The key insight in ProjecToR is to remove all the cables and use light instead. The medium of transmission is free space and the device used is a digital micro-mirror (DMD) to direct the light and a magnifier to adjust reach. By changing the bit pattern uploaded on the DMD, light can be redirected elsewhere. The number of accessible locations where the light is redirected to is proportional to the total number of micromirrors, but some accessible locations need to be skipped to eliminate interference resulting in about 18 K accessible locations or fan-out (all of these are within +- 3 degrees though). To address the last point or the narrow angular reach, ProjecToR uses angled mirrors to further the reach and then design the mirror assembly according to the datacenter requirements (like using a disco ball structure).
How feasible in a ProjecToR interconnect?
The authors build a small prototype and micro-benchmarked it. The prototype contained 3 ToR switches that used ProjecToR with a source laser to send light, FPGA to program the DMD and mirrors to reflect light towards receiving TORs. The authors ran evaluations on this for over a day in 10 second intervals. The throughput of this setup matches that of a wired link. The switching time, measured by changing destination to ToR 3 and measuring light intensity at both places to know when switching is completed, was about 12 microseconds.
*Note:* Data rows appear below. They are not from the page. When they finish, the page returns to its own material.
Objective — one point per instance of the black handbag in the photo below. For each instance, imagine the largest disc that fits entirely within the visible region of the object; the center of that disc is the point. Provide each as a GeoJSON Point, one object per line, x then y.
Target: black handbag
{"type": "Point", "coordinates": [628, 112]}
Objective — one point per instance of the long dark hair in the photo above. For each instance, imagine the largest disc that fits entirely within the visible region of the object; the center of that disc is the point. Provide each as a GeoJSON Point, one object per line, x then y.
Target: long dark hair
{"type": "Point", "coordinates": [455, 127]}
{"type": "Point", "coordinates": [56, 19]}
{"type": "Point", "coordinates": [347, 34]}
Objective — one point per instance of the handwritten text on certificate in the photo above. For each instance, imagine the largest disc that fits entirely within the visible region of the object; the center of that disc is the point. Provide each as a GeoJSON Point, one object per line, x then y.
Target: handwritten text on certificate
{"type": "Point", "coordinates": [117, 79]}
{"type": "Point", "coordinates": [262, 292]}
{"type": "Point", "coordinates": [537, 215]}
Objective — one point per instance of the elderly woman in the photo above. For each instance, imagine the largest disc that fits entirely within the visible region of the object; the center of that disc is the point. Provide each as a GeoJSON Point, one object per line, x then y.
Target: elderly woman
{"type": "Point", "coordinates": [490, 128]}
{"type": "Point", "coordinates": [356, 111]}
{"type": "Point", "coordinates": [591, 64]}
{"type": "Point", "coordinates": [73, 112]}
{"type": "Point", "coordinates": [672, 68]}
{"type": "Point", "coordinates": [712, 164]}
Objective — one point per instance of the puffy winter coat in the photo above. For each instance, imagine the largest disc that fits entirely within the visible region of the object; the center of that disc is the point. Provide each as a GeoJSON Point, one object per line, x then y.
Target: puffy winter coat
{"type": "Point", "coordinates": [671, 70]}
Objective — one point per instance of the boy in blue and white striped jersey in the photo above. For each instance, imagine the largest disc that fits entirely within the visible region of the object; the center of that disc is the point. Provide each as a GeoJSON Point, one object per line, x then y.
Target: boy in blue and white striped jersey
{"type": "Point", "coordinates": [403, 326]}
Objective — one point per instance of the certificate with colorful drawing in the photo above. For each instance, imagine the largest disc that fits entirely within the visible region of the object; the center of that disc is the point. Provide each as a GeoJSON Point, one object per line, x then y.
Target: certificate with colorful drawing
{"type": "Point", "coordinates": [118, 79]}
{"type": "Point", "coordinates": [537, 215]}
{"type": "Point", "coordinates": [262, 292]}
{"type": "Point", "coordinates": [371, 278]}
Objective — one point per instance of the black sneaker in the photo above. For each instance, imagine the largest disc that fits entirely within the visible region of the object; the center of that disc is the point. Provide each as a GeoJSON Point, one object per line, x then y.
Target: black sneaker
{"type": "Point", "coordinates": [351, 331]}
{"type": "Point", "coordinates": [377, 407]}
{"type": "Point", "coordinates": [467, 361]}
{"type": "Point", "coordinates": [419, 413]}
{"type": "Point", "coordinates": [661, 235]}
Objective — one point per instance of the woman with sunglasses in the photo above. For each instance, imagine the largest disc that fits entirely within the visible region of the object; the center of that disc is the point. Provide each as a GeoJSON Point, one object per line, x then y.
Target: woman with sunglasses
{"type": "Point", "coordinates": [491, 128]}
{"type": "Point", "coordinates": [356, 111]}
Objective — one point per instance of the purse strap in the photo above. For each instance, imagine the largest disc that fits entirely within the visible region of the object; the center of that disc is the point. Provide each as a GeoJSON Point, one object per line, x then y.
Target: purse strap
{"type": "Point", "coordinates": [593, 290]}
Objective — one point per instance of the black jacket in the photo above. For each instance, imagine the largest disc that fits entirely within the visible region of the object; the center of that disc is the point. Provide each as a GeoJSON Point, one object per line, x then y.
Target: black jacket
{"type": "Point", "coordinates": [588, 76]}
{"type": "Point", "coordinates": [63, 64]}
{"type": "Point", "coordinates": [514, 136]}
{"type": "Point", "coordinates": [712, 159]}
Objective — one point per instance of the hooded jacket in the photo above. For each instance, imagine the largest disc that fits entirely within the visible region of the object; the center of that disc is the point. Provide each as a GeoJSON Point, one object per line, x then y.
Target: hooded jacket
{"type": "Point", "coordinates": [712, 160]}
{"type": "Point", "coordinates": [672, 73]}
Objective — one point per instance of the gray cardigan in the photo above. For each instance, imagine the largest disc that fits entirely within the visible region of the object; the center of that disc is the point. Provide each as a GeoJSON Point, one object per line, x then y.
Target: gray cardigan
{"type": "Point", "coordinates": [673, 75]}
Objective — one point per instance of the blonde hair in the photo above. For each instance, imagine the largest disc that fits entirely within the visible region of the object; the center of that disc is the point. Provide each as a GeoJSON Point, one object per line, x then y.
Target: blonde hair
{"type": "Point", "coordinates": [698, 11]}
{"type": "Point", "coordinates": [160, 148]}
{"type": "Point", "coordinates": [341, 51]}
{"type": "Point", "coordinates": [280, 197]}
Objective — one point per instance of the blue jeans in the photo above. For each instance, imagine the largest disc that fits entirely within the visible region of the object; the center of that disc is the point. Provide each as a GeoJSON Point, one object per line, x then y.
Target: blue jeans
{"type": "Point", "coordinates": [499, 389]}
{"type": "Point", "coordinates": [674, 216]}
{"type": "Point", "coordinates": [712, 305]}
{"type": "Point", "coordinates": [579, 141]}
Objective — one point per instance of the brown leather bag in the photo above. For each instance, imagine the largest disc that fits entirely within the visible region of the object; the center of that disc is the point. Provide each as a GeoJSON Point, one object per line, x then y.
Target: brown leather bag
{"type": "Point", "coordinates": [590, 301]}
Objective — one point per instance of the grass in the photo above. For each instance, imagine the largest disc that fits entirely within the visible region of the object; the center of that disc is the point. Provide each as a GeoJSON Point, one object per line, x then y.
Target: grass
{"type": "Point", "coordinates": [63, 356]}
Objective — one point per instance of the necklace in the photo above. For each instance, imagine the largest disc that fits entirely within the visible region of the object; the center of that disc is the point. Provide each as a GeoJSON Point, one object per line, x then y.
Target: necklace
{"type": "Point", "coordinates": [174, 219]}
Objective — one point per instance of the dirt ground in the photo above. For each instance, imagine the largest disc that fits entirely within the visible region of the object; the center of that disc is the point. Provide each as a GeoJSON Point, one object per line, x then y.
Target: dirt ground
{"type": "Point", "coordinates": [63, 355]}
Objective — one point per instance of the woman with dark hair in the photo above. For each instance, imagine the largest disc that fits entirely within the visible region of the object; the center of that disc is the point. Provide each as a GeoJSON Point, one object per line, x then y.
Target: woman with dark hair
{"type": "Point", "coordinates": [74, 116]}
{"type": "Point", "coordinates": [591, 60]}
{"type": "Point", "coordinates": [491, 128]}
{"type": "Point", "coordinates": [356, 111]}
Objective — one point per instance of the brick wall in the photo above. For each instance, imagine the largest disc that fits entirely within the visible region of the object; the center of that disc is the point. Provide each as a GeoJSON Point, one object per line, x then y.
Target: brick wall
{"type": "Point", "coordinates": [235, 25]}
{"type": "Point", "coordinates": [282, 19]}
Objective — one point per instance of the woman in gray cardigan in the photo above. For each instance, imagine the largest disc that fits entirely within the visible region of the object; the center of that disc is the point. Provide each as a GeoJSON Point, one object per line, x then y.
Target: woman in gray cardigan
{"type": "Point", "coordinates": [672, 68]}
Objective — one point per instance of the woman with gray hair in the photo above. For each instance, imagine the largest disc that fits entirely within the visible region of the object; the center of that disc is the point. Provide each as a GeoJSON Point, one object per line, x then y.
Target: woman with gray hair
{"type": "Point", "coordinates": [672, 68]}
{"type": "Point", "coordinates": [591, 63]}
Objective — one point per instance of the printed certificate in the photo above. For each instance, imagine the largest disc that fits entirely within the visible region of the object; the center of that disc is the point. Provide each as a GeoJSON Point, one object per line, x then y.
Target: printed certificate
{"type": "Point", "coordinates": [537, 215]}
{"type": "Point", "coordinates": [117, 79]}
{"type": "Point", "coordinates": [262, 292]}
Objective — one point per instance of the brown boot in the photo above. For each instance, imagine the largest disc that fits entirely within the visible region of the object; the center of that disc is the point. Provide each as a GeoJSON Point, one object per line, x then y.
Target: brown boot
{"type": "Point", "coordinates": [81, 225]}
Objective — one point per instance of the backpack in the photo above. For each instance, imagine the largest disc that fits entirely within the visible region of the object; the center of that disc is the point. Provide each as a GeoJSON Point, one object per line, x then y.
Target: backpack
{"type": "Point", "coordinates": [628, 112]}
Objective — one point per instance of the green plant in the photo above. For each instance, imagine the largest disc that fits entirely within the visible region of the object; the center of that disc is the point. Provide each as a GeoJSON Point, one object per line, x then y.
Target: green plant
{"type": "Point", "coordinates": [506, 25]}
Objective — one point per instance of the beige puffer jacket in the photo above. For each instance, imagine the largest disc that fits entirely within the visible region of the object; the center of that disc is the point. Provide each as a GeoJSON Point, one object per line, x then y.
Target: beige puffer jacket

The topology can be configured using connections between lasers and photodetectors. But the switching time is still larger than packet transmission time. So, the system uses a dedicated default topology and then uses opportunistic topology on the fly. The dedicated topology uses K-shortest paths routing and a virtual queue and is used for smaller flows. An opportunistic link can be created on the fly and is used instantly for elephant flows. Looking for active links for the opportunistic topology is similar to current switch scheduling problems. The system uses the Glae-Shapely algorithm and is very close to an optimal offline scheduling algorithm.
Cost is estimated based on cost breakdown of the individual components.
Simulations were run on 128 Tor with 16 lasers and photodetector and day long traffic. ProjecToR average flow completion time increases very slowly because of re-configurability even on a skewed traffic matrix. Firefly and Fat Tree are upto 95 % worse, the former because of low switching time and low fanout (multi-hop needed) while Fat Tree has no re-configurability.
Q: Free-space optics are very vulnerable to vibrations and outdoor variations which is an issue in datacenters. Have you had any experience with this?
A: Firefly has shown that it can be tolerable within 5mm, we use an optical bench that is more tolerant. If you miss something due to a photodetector, you might able to redirect it and capture it.
Q: Have you discussed this with computational geometry people? They might be able to provide some insights.
A: I have done simulations with typical data center topologies and came up with the disco ball, but haven't looked into reconfiguring the data center itself
Q: Two practical points from optical communication perspective. Cross talk is one and link-recovery in the optical receiver is the other (transceiver also has a link detection phase and would be available only after milliseconds).
A: We eliminate adjacent angles to remove crosstalk (by skipping every 4 degrees).
Prior work has showed that you might be able to overcome the latency in link-detection to nanoseconds.
Q: I am trying to compare free-space space to switch-spectrum space (you could get single hop/reconfigurability there too). Not sure why free-space is more desirable.
A: One reason is scalability since building a large switch in closed form is complicated.